Czarna godzina to niejedyny cel, na który Polacy odkładają pieniądze. Ponad 22 proc. zbiera na wyjazdy i podróże, blisko 19 proc. – na remont mieszkania, a 14,3 proc. odkłada na przyszłość dla swoich dzieci.
– Kobiety chętniej oszczędzają na remont mieszkania i podróże, mężczyźni natomiast decydują się odkładać pieniądze na sprzęt AGD bądź na produkty związane z realizowaniem pasji – mówi rzeczniczka Providenta.
Według Barometru Providenta najwięcej osób oszczędza bez konkretnego planu – czyli odkłada różne kwoty i nieregularnie. Taką metodą wybiera co czwarty badany. Podobny odsetek przeznacza na oszczędności środki, które zostają im na koniec miesiąca.
– Natomiast co piąty Polak każdego miesiąca systematycznie odkłada stałą sumę pieniędzy – mówi Karolina Łuczak.
Najwięcej osób gromadzi środki na kontach oszczędnościowych (37,8 proc.), spadł natomiast odsetek odkładających na rachunkach bieżących (29,3 proc. vs. 36,2 proc. przed rokiem). Lokaty wybiera prawie co piąty badany. Co istotne, jedna czwarta Polaków trzyma oszczędności w domu, w przysłowiowej skarpecie. Największy odsetek charakteryzuje grupę młodszych respondentów (18–34 lata).
Rozsądne podejście do oszczędzania nie oznacza jednak, że Polakom nie zdarzają się nieprzemyślane, kompulsywne zakupy. Przyznaje się do nich 67 proc. respondentów, podobny odsetek jak przed rokiem, i nieco częściej są to kobiety (69,1 proc. vs. 64,6 proc.).
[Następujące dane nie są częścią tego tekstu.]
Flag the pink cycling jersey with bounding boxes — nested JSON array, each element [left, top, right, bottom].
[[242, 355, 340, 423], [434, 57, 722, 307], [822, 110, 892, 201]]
Z kolei do przekraczania zaplanowanych wydatków przyznaje się 78 proc. respondentów. To także jest częściej domena kobiet, ale też osób w przedziale wiekowym 35–44 lata.
– Dwóch na trzech Polaków deklaruje, że nie wydaje na impulsywne zakupy pieniędzy odkładanych na inny cel. Jednak w 2021 roku takiej odpowiedzi udzieliło znacznie więcej, bo 83,4 proc. badanych – różnica wynosi więc aż 17 pkt proc. Ostrożne podejście do naruszania poduszki finansowej wiąże się z wiekiem. Najbardziej rozważnych znajdziemy w grupie wiekowej 65+, najmniej – wśród najmłodszej grupy respondentów, 18–24 lata – wskazuje rzeczniczka Providenta.
Polacy nie rezygnują także z drobnych przyjemności – co trzeci przeznacza na ten cel co miesiąc określoną część swoich dochodów. Wśród najczęstszych wydatków w tej kategorii są jedzenie na mieście lub w dowozie, nowe ubrania czy kosmetyki.